Free breakfast clubs, home-school register and academy reforms supported by MPs
The Education Secretary pledged to break down the barriers to opportunity for each and every child’ as school reforms cleared the Commons.

Education Secretary Bridget Phillipson pledged to “break down the barriers to opportunity for each and every child”, as a series of measures to reform schools cleared the Commons.
The Children’s Wellbeing and Schools Bill proposes to introduce free breakfast clubs, create a new register of all home-schooled children in England, and reform academies.
Ms Phillipson said the Bill will also ensure the “biggest reform of children’s social care in a generation”, by strengthening kinship care and fixing the broken care market.
The Bill was approved at third reading by 382 votes to 104, majority 278.
She added: “The action in the Bill cements in legislation the biggest reform of children’s social care in a generation.
“Keeping children with their families wherever it is safe to do so, supporting them to stay together, and strengthening kinship care so vulnerable children can live with the people they know and trust where they cannot continue to live with their parents.
“Fixing the broken care market so that when children cannot stay with their family, when kinship or foster care is not, sadly, an option, children have somewhere to live that is safe, secure and supportive.”
Ms Phillipson said the Bill will require permission to be granted for children to be home-educated, “to spot early warning signs and stop vulnerable children falling through the cracks”.
A new register of all home-schooled children in England will also be created, if the legislation becomes law, in a bid to bolster child protection
She added that children will be “ready to learn at the start of the school day” with the introduction of free breakfast clubs.
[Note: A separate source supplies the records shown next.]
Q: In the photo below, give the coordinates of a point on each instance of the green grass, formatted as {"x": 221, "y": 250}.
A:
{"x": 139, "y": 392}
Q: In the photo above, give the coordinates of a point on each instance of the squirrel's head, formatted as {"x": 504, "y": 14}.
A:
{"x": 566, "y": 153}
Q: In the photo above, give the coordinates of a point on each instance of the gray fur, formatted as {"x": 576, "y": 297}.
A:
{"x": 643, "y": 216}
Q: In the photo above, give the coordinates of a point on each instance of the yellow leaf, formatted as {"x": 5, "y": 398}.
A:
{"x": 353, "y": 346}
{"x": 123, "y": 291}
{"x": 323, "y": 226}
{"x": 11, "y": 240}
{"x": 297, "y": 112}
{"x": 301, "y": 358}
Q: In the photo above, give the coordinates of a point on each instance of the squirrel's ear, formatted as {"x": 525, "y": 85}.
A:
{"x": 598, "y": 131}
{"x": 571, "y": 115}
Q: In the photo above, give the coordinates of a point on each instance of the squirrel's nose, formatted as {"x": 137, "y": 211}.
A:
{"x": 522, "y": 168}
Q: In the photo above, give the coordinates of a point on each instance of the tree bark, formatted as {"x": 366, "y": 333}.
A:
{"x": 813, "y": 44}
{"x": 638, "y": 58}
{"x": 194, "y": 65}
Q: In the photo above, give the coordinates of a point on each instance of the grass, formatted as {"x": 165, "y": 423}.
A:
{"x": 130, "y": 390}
Shadow education minister Neil O’Brien accused the Government of trying to “dumb down the curriculum and lower standards further”.
He said Ms Phillipson has “no positive vision” as he bemoaned moves to no longer support some subjects for state school pupils, including the decision to end funding for the Latin Excellence Programme from this month.
The Bill would allow councils to open new schools which are not academies, and it would end the forced academisation of schools run by local authorities which are identified as a concern by Ofsted.
All teachers would be part of the same core pay and conditions framework, whether they work in a local authority-run school or an academy.
Mr O’Brien said: “It takes a wrecking ball to 40 years of cross-party reform of England’s schools and those reforms worked.
“There’s much, much more to do, of course, but England has risen up the international league tables even as Labour-run Wales has slumped down.”
Conservative former minister Graham Stuart also criticised the proposed changes to academies, and accused the Labour Party of a “total betrayal of the child, a total focus on the needs of the professional, their interests, their pay, their disparities, their conditions – nothing about the child, nothing about the standards of education”.
During the Bill’s report stage, Liberal Democrat education spokeswoman Munira Wilson called for all eligible children to be automatically enrolled for free school meals.
She said: “We strongly urge the Government to look at auto-enrolment, as well as increasing the eligibility threshold, so that we are feeding some of our poorest pupils, whether they are at primary or secondary school.”

Labour MP Kim Johnson called on the Government to go a step further as she said rolling out free school meals to all primary school children would be a “no-brainer”.
The Liverpool Riverside MP said: “No matter how bright a child is, or how amazing a teacher is, hungry children cannot learn.”
She added that “investing in our children’s future is a sensible financial choice”.
“If we choose today to spend the money, to roll out universal free school meals to children in primary schools, for every £1 we spend we generate £1.72 in core benefit returns, it’s a no-brainer,” Ms Johnson said.
MPs voted 313 to 77, majority 236, to reject the Liberal Democrat amendment designed to ensure eligible children are automatically enrolled for free school meals.
In a statement, Ms Wilson said: “It’s deeply disappointing to see Labour reject our plans to support families on the frontlines of the cost-of-living crisis by making sure no child goes hungry at school.”
MPs also voted 315 to 77, majority 238, to reject a Green Party amendment that sought to extend free school lunches to all primary school age children in state-funded schools.
Two Conservative amendments were also defeated, including one that would have removed a section of the Bill which repeals the duty to make an academy order in relation to a school causing concern.
The Bill will undergo further scrutiny in the House of Lords at a later date.